Extension helps the state train child care professionals

One of the challenges in providing child care is having enough qualified people to staff centers and home operations. Since 2017, ISU Extension and Outreach has helped licensed and registered child care providers complete required training.

"In 2017, the federal government mandated that all child care providers have pre-service training before they can begin working with children," said Lesia Oesterreich, extension early childhood programs state specialist. "[The training] focuses on health and safety issues and brought consistency to those areas."

Working with the state departments of Human Services and Public Health, extension developed training centered on child care and early childhood education. The result is thousands of Iowans becoming certified and able to work. In the fiscal year that ended last June, extension issued more than 86,000 training certificates to early childhood education professionals across the state, down slightly from previous years because of the pandemic, Oesterreich said.

Training and professional development

Extension offers required training and professional development programs. Most of the certificates were issued in the two mandatory programs:

  • 68,000 certificates: Essentials Child Care, 12 hours divided into 12 modules, ranging from "Safety in Your Child Care Environment" to "Managing Food Allergies." Participants must score 80% on a quiz for each module to receive their certificate.
  • 15,000 certificates: Universal Precautions focuses on infectious disease control and health basics such as proper hand washing, something reinforced worldwide since the start of the pandemic.

Three other programs that help child care providers and improve settings for children saw significant interest:

  • 1,200 certificates: Passport to Early Childhood Education, a 15-hour program launched during the pandemic and designed as a workforce entry program. The program demonstrates and explains the "how" and "why" behind quality care and teaching. Oesterreich said this training is intended to prevent turnover and stabilize the workforce by giving providers confidence in their work.
  • 1,000 certificates: Iowa Early Learning Standards focuses on developmentally appropriate activities and lesson plans.
  • 500 certificates: Environment Rating Scale Training helps providers self-assess the quality of their child care program and create a program improvement plan.
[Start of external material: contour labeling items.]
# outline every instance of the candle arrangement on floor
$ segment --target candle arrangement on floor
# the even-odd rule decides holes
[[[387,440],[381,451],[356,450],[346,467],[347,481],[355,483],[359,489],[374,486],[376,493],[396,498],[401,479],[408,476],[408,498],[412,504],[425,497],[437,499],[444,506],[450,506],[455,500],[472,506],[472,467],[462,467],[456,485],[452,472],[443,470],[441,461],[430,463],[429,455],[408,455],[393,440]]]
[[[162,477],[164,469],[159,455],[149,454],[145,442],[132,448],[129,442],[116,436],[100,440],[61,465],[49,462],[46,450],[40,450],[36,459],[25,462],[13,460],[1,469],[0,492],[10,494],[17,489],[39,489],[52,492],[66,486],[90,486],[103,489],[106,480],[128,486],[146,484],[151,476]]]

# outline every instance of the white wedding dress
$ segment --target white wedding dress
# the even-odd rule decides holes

They then have the option to request a formal outside assessment of their program that can lead to a 1-5 quality rating score, much like hotels and restaurants use. This rating helps market their child care program to families and can help them earn financial bonuses from the state.

Extension's remaining programs are designed as professional development for providers who live or work in the state. Oesterreich said extension issued about 1,000 certificates in this area, and professionals from as far away as Texas take part in training that may not be offered where they live. Nearly all training is free through funding partners.

Online shift

Oesterreich said extension has conducted child care training for at least 45 years, but recently made it available 24/7 statewide and self-paced. Prior to an online option, new hires sometimes waited months and drove long distances to attend in-person training.

The online training was invaluable during the pandemic with professionals able to earn their certification without having to put themselves or others at risk.

The programs are structured through numerous video lessons -- similar to YouTube -- that allow participants to learn by seeing best practices being put to use.

"New staff are able to watch and rewatch them to really see good models of practice," Oesterreich said. "These are young children, so it really helps to learn how to talk to and teach them."

Participants receive a certificate after completing training, and results are recorded in the state's I-PoWeR workforce registry. When child care teachers and home providers complete training, ISU sends that information to the registry, acting as a system of checks and balances, Oesterreich said.